0
votes

We are using oracle jvm 1.8 64bit in linux.

We know jmap can get jvm heap dump:

jmap -F -dump:format=b,file=***filepath*** ***pid***

But it's slow.

We know with JVisualVM and JConsole connecting to JMX can also get a heap dump, and it's very quick. But they are with GUI.

However, in our product environment, there is no GUI. And no machine with GUI can access that environment.

So our question is - Can JVisualVM and JConsole support a command line to do heap dump? Or Is there a command line method to get a jvm heap dump besides jmap?

We tried today -

1, using jvisualvm(remote jmx), we can get heap dump successfully

2, using jmap without -F option, the dump failed:

[root@panda01 ~]# jmap -dump:format=b,file=/tmp/heapdump.31941.hprof 31941

31941: Unable to open socket file: target process not responding or HotSpot VM not loaded

The -F option can be used when the target process is not responding

3, using jmap with -F option, the dump successfully, but slow:

[root@panda01 ~]# jmap -F -dump:format=b,file=/tmp/heapdump.31941.hprof 31941

Attaching to process ID 31941, please wait...

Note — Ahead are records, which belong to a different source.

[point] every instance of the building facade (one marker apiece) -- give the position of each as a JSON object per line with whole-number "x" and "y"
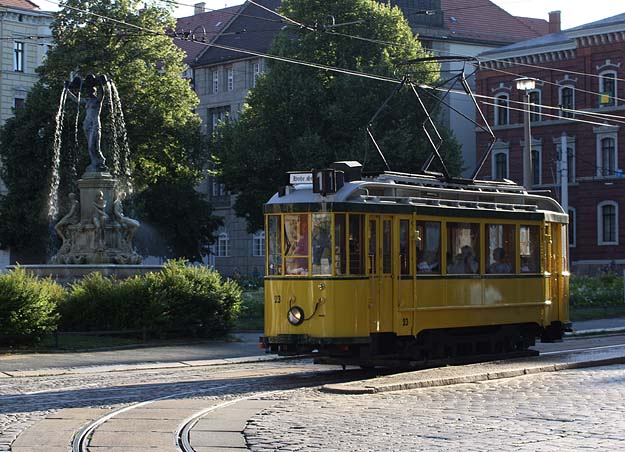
{"x": 223, "y": 78}
{"x": 577, "y": 105}
{"x": 24, "y": 40}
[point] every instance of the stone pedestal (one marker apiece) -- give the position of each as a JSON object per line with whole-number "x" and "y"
{"x": 101, "y": 234}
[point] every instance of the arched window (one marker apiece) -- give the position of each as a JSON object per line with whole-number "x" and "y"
{"x": 607, "y": 223}
{"x": 607, "y": 161}
{"x": 607, "y": 89}
{"x": 500, "y": 165}
{"x": 502, "y": 117}
{"x": 535, "y": 105}
{"x": 567, "y": 101}
{"x": 536, "y": 166}
{"x": 223, "y": 245}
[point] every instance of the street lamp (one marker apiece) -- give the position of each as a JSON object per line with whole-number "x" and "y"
{"x": 527, "y": 84}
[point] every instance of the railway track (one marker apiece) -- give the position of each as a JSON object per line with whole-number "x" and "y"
{"x": 181, "y": 430}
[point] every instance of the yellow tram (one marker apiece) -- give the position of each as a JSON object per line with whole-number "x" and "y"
{"x": 411, "y": 267}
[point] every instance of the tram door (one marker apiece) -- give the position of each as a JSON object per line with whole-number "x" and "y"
{"x": 380, "y": 272}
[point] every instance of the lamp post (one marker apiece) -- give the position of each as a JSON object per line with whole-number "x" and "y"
{"x": 527, "y": 84}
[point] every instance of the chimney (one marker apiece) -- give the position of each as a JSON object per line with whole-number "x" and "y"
{"x": 554, "y": 22}
{"x": 201, "y": 7}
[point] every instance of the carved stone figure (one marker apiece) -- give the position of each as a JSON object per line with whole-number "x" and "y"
{"x": 99, "y": 219}
{"x": 128, "y": 225}
{"x": 91, "y": 125}
{"x": 72, "y": 217}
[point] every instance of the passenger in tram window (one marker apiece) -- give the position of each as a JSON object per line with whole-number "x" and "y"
{"x": 429, "y": 263}
{"x": 499, "y": 265}
{"x": 464, "y": 263}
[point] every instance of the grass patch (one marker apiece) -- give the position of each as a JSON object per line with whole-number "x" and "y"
{"x": 596, "y": 312}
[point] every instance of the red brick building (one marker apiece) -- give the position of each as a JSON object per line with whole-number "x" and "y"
{"x": 579, "y": 94}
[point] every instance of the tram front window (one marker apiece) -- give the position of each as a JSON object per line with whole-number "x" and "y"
{"x": 274, "y": 246}
{"x": 530, "y": 249}
{"x": 501, "y": 249}
{"x": 356, "y": 255}
{"x": 428, "y": 247}
{"x": 296, "y": 244}
{"x": 321, "y": 244}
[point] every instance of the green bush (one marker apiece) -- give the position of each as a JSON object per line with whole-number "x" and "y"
{"x": 601, "y": 290}
{"x": 181, "y": 300}
{"x": 27, "y": 305}
{"x": 196, "y": 298}
{"x": 106, "y": 304}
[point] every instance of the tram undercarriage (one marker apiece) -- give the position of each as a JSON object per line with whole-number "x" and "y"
{"x": 428, "y": 348}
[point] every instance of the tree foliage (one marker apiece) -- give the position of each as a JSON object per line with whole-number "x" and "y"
{"x": 166, "y": 146}
{"x": 298, "y": 117}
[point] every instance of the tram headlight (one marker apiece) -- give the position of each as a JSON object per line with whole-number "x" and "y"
{"x": 296, "y": 315}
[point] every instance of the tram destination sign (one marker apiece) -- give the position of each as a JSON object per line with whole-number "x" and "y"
{"x": 300, "y": 178}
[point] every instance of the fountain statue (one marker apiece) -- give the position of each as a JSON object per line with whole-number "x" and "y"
{"x": 95, "y": 229}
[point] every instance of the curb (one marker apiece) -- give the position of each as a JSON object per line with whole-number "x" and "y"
{"x": 473, "y": 378}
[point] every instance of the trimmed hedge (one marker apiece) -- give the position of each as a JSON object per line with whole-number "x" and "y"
{"x": 604, "y": 290}
{"x": 180, "y": 301}
{"x": 27, "y": 306}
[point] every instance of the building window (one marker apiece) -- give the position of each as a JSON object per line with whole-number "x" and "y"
{"x": 230, "y": 73}
{"x": 223, "y": 245}
{"x": 215, "y": 82}
{"x": 500, "y": 165}
{"x": 536, "y": 166}
{"x": 18, "y": 56}
{"x": 216, "y": 116}
{"x": 18, "y": 103}
{"x": 534, "y": 106}
{"x": 258, "y": 244}
{"x": 255, "y": 72}
{"x": 607, "y": 157}
{"x": 570, "y": 164}
{"x": 572, "y": 226}
{"x": 567, "y": 101}
{"x": 219, "y": 189}
{"x": 607, "y": 89}
{"x": 607, "y": 223}
{"x": 501, "y": 110}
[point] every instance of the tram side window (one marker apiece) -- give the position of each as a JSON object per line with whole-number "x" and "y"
{"x": 463, "y": 247}
{"x": 428, "y": 247}
{"x": 404, "y": 247}
{"x": 296, "y": 244}
{"x": 321, "y": 244}
{"x": 274, "y": 246}
{"x": 356, "y": 255}
{"x": 340, "y": 265}
{"x": 530, "y": 249}
{"x": 500, "y": 248}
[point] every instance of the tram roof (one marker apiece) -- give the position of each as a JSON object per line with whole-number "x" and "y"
{"x": 428, "y": 191}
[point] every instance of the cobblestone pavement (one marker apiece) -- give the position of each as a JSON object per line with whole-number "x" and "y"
{"x": 577, "y": 410}
{"x": 26, "y": 401}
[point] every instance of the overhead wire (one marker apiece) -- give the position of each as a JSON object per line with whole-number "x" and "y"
{"x": 293, "y": 60}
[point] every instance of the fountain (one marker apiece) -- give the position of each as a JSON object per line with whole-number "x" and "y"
{"x": 96, "y": 234}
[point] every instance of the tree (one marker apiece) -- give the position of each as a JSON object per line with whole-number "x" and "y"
{"x": 298, "y": 118}
{"x": 167, "y": 149}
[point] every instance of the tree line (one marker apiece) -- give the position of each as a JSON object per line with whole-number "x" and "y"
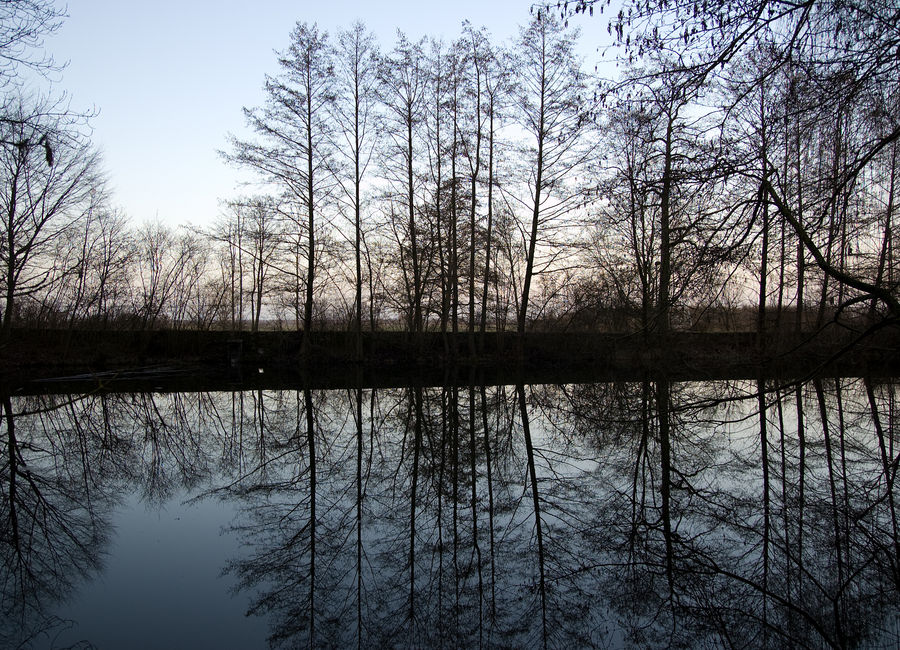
{"x": 743, "y": 160}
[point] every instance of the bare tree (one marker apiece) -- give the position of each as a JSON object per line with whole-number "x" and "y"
{"x": 403, "y": 83}
{"x": 48, "y": 172}
{"x": 551, "y": 98}
{"x": 294, "y": 141}
{"x": 356, "y": 70}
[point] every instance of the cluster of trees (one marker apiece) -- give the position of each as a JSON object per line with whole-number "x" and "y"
{"x": 746, "y": 155}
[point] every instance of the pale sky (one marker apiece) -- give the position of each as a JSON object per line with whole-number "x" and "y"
{"x": 170, "y": 78}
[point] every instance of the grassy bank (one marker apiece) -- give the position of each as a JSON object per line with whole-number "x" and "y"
{"x": 31, "y": 354}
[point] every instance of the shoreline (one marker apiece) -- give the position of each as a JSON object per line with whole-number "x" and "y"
{"x": 41, "y": 359}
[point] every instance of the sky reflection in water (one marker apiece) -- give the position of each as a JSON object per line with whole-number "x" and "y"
{"x": 602, "y": 515}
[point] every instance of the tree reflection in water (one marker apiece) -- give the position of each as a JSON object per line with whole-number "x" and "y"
{"x": 652, "y": 513}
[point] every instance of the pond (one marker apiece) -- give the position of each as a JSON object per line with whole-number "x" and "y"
{"x": 623, "y": 514}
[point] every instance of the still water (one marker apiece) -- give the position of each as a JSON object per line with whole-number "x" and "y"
{"x": 634, "y": 514}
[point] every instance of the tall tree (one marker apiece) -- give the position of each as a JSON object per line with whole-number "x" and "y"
{"x": 293, "y": 149}
{"x": 551, "y": 100}
{"x": 403, "y": 82}
{"x": 356, "y": 73}
{"x": 48, "y": 171}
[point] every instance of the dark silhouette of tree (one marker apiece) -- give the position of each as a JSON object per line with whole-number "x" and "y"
{"x": 293, "y": 149}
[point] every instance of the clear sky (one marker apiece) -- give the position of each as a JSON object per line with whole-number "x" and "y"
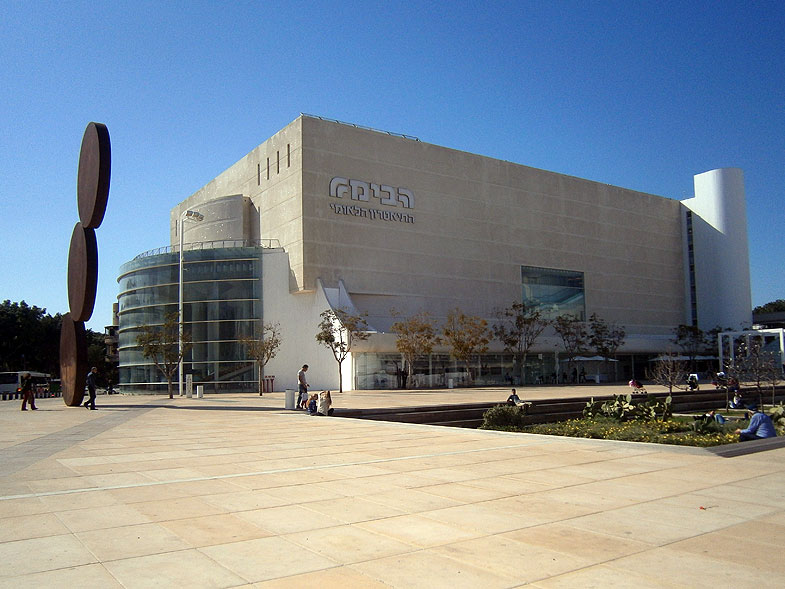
{"x": 638, "y": 94}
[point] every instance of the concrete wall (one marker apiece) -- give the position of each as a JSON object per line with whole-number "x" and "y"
{"x": 476, "y": 221}
{"x": 722, "y": 273}
{"x": 298, "y": 317}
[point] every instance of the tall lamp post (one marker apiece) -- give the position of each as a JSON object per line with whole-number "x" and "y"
{"x": 193, "y": 216}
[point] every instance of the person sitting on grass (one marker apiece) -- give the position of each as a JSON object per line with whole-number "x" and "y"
{"x": 324, "y": 406}
{"x": 312, "y": 401}
{"x": 760, "y": 427}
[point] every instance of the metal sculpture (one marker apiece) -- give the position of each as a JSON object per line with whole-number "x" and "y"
{"x": 92, "y": 192}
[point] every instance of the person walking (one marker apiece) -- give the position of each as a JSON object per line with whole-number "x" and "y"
{"x": 27, "y": 392}
{"x": 91, "y": 384}
{"x": 302, "y": 397}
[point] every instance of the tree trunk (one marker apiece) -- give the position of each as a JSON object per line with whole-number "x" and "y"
{"x": 523, "y": 371}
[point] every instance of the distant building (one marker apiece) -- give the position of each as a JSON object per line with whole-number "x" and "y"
{"x": 330, "y": 215}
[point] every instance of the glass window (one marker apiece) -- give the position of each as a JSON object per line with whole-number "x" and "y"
{"x": 554, "y": 292}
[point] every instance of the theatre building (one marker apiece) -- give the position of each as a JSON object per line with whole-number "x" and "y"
{"x": 331, "y": 215}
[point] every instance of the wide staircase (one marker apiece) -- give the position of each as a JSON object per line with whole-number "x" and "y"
{"x": 469, "y": 415}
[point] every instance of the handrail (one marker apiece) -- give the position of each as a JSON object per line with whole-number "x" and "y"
{"x": 394, "y": 134}
{"x": 214, "y": 244}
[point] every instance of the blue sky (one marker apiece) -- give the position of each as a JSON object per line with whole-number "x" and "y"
{"x": 638, "y": 94}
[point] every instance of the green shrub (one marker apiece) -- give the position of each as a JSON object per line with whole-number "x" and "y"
{"x": 504, "y": 416}
{"x": 657, "y": 431}
{"x": 778, "y": 418}
{"x": 625, "y": 408}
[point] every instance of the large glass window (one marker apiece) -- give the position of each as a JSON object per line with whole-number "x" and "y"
{"x": 554, "y": 292}
{"x": 221, "y": 303}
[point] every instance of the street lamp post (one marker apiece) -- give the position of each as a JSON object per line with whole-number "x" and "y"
{"x": 193, "y": 216}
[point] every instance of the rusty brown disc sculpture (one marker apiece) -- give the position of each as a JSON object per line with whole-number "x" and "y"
{"x": 82, "y": 273}
{"x": 73, "y": 360}
{"x": 95, "y": 166}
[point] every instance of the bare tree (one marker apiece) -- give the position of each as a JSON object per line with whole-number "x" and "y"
{"x": 606, "y": 338}
{"x": 161, "y": 345}
{"x": 517, "y": 327}
{"x": 669, "y": 372}
{"x": 573, "y": 334}
{"x": 757, "y": 366}
{"x": 338, "y": 331}
{"x": 466, "y": 335}
{"x": 416, "y": 337}
{"x": 263, "y": 347}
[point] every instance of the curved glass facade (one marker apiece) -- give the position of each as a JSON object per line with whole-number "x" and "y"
{"x": 222, "y": 301}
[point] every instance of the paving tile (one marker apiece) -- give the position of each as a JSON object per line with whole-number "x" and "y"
{"x": 593, "y": 546}
{"x": 187, "y": 568}
{"x": 693, "y": 570}
{"x": 172, "y": 509}
{"x": 30, "y": 526}
{"x": 214, "y": 529}
{"x": 617, "y": 524}
{"x": 348, "y": 544}
{"x": 417, "y": 531}
{"x": 131, "y": 541}
{"x": 266, "y": 558}
{"x": 245, "y": 500}
{"x": 427, "y": 570}
{"x": 335, "y": 578}
{"x": 288, "y": 519}
{"x": 91, "y": 576}
{"x": 96, "y": 518}
{"x": 602, "y": 577}
{"x": 463, "y": 492}
{"x": 23, "y": 506}
{"x": 42, "y": 554}
{"x": 755, "y": 551}
{"x": 353, "y": 509}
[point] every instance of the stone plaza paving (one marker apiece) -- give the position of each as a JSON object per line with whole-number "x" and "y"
{"x": 235, "y": 491}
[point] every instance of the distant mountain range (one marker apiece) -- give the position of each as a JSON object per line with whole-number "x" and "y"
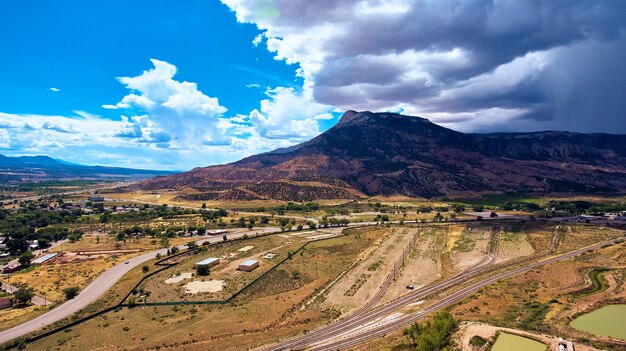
{"x": 39, "y": 168}
{"x": 390, "y": 154}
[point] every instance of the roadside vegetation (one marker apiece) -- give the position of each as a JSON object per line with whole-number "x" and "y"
{"x": 434, "y": 334}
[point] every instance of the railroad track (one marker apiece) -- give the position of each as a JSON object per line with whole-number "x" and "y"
{"x": 456, "y": 296}
{"x": 355, "y": 320}
{"x": 320, "y": 338}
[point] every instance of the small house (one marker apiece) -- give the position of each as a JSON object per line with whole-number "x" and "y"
{"x": 249, "y": 265}
{"x": 210, "y": 262}
{"x": 5, "y": 302}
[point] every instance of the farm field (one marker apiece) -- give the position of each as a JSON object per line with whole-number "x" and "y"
{"x": 280, "y": 295}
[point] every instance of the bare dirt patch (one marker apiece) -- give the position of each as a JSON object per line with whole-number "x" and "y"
{"x": 211, "y": 286}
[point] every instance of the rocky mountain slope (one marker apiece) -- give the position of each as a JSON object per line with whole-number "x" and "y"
{"x": 387, "y": 154}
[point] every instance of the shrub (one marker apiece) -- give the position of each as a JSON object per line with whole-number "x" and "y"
{"x": 71, "y": 292}
{"x": 478, "y": 341}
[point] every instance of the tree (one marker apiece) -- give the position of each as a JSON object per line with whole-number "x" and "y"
{"x": 165, "y": 241}
{"x": 202, "y": 270}
{"x": 71, "y": 292}
{"x": 433, "y": 335}
{"x": 25, "y": 259}
{"x": 23, "y": 296}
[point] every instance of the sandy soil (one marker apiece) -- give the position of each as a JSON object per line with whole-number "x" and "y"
{"x": 178, "y": 278}
{"x": 469, "y": 329}
{"x": 471, "y": 247}
{"x": 513, "y": 245}
{"x": 360, "y": 284}
{"x": 422, "y": 267}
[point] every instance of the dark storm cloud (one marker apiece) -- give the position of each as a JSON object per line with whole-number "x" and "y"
{"x": 511, "y": 64}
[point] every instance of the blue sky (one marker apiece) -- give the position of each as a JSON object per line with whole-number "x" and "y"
{"x": 177, "y": 85}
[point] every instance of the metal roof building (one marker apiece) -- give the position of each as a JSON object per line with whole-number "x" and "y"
{"x": 211, "y": 261}
{"x": 249, "y": 265}
{"x": 44, "y": 258}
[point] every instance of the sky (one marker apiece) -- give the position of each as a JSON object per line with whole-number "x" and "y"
{"x": 175, "y": 85}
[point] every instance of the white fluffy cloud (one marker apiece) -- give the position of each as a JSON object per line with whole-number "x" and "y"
{"x": 290, "y": 115}
{"x": 447, "y": 58}
{"x": 168, "y": 113}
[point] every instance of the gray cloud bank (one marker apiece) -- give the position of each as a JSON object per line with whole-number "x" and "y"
{"x": 469, "y": 64}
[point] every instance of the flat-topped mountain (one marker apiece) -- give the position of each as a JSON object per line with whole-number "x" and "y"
{"x": 370, "y": 153}
{"x": 39, "y": 168}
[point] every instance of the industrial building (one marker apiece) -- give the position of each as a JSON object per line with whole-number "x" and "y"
{"x": 249, "y": 265}
{"x": 216, "y": 232}
{"x": 210, "y": 262}
{"x": 5, "y": 302}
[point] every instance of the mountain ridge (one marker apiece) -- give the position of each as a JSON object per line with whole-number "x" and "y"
{"x": 369, "y": 153}
{"x": 37, "y": 168}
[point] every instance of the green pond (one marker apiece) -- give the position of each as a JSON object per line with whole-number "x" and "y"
{"x": 510, "y": 342}
{"x": 606, "y": 321}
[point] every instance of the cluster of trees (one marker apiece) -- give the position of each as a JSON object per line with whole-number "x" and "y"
{"x": 29, "y": 223}
{"x": 147, "y": 213}
{"x": 212, "y": 215}
{"x": 434, "y": 334}
{"x": 588, "y": 207}
{"x": 334, "y": 222}
{"x": 297, "y": 207}
{"x": 170, "y": 232}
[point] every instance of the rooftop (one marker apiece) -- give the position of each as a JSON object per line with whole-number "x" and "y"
{"x": 249, "y": 262}
{"x": 207, "y": 261}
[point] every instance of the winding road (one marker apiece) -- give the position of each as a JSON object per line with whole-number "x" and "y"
{"x": 99, "y": 287}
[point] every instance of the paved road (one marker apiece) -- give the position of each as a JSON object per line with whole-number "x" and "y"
{"x": 36, "y": 300}
{"x": 98, "y": 287}
{"x": 380, "y": 321}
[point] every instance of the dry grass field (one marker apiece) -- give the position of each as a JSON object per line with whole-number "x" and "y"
{"x": 230, "y": 256}
{"x": 270, "y": 310}
{"x": 49, "y": 280}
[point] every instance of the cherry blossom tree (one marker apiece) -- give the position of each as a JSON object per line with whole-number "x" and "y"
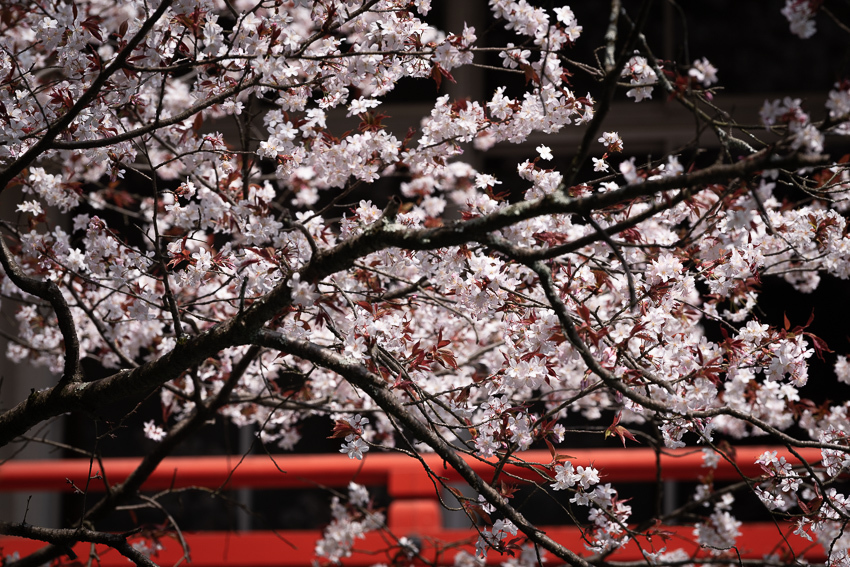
{"x": 447, "y": 310}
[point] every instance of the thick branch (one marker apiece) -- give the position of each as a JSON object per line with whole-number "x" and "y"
{"x": 50, "y": 292}
{"x": 64, "y": 539}
{"x": 375, "y": 388}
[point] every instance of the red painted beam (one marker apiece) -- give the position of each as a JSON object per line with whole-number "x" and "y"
{"x": 405, "y": 477}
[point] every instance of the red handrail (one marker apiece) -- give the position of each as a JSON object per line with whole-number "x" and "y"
{"x": 414, "y": 508}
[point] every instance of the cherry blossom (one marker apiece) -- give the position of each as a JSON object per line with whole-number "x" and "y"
{"x": 212, "y": 207}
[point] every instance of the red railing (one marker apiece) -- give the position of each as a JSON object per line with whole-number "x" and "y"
{"x": 414, "y": 507}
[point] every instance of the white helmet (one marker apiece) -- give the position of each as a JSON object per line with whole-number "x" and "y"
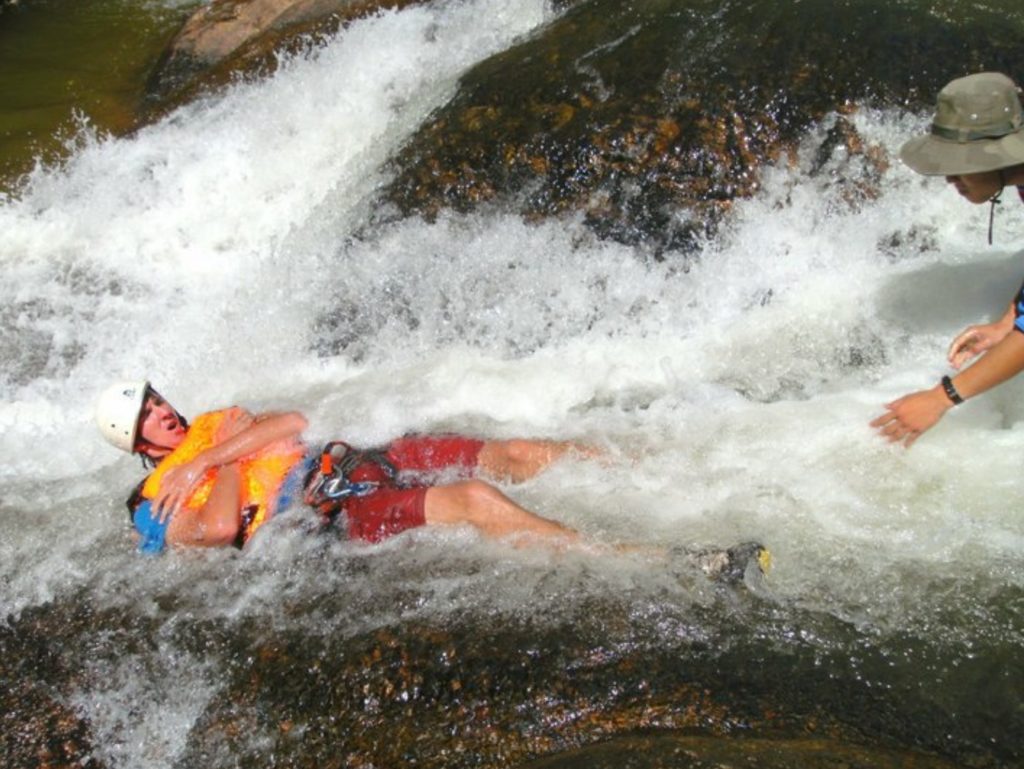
{"x": 118, "y": 410}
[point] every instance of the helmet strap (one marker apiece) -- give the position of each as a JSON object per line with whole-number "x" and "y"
{"x": 994, "y": 201}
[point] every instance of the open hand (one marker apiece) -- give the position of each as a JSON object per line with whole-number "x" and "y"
{"x": 906, "y": 418}
{"x": 974, "y": 340}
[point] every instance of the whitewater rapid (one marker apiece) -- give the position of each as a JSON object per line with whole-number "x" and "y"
{"x": 226, "y": 254}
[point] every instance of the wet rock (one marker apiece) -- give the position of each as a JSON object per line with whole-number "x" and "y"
{"x": 686, "y": 752}
{"x": 228, "y": 38}
{"x": 39, "y": 730}
{"x": 650, "y": 118}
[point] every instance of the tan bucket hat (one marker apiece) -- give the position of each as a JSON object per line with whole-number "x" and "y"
{"x": 977, "y": 127}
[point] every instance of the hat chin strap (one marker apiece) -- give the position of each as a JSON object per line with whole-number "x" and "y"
{"x": 994, "y": 200}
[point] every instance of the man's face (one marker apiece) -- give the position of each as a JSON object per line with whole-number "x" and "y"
{"x": 159, "y": 423}
{"x": 977, "y": 187}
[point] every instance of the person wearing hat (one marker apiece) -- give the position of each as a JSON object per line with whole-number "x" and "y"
{"x": 977, "y": 142}
{"x": 216, "y": 480}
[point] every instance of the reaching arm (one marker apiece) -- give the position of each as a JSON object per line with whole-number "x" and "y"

Debugger attached successfully.

Server compiler detected.

JVM version is 25.92-b14

Dumping heap to /tmp/heapdump.31941.hprof ...

Heap dump file created

And we notice the result(2 .hprof files). The file dump with jvisualvm(called first dump) is smaller than the file dump with jmap -F(called 2nd dump). View with jvisualvm, the instance count and size in the 1st dump are much less than the ones in the 2nd dump.

1

1 Answers

1
votes

Use jmap without -F option - it will be a way faster.

The difference is described in this answer.

Note that without -F jmap should be run under the same user/group as the target process.